NASHVILLE, Tenn. (WTVF) — Metro Nashville Police Department officers are called to serve in many ways, and for some, that’s on horseback.

“Our primary function is crowd control — so big events like the Tennessee Titans games, downtown on Friday and Saturday nights on Broadway — anywhere you find a big crowd, you’ll find us," said officer and trainer Chris Seufer.

Metro’s Mounted Patrol Unit is now nine horses strong with new additions TJ and Flint. TJ hails from Manchester, where he performed as a Tennessee Walking Horse. Flint, a show-horse dropout, comes from Shelbyville. Now, these two are working on new skills to join the police force.

“There's a big difference in going from a barn to a trailer to an arena. We’re going from a barn to a trailer, to downtown Nashville, where he might see the pedal taverns, one of our police helicopters. Anything you might come across, he's never seen before,” explains Seufer.

Horses are skittish by nature, so Seufer spends time in an arena working to desensitize the horses, all while gaining their trust and developing a bond.

The real test comes on an obstacle course of sorts. Each setup is designed to imitate anything the horse may encounter in the field – litter, uneven surfaces, and loud noises.

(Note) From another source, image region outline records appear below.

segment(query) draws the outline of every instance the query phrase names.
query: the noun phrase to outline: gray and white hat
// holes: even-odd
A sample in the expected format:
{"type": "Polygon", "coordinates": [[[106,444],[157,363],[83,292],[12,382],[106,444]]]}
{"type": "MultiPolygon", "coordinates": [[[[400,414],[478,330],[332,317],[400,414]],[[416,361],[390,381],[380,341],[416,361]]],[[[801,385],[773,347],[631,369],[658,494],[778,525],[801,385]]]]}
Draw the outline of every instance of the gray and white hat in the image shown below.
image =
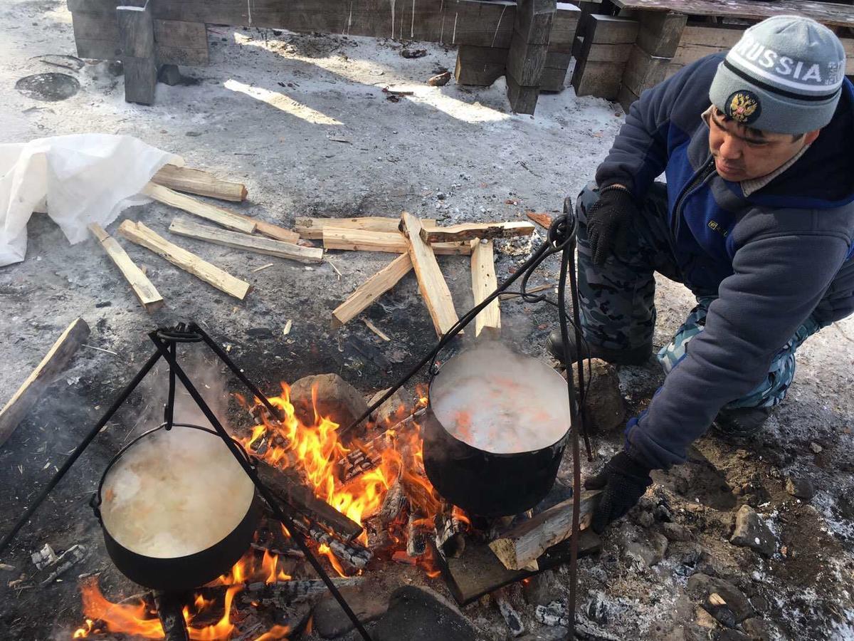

“We try to make everything that can happen in a controlled environment first and maybe around some more veteran horses, so they see he’s OK with it, I need to be OK with it.”

The horses take about a year to train. But the officers who ride them need training too. They must spend at least 150 hours in the saddle before heading into the field.

“When we work with them, they need to know it’s a partnership, and we're the leaders and trust that we're not going to put them in a situation that might get them hurt.”

Seufer said being on horseback gives officers a better view of crowds and allows them to respond more quickly to situations that may arise. He also said as a bonus, the horses are great ambassadors for the department.

“These are probably the most famous police officers on the department. Ninety-nine percent of people just want to pet on them and take pictures and put them on their Facebook pages.”

TJ and Flint should be making the rounds on Broadway by the end of this year. The human officers on the Mounted Patrol provide all the care and maintenance for the horses, even cutting the hay they heat. The operation - not including manpower - costs the department about 80-thousand dollars a year.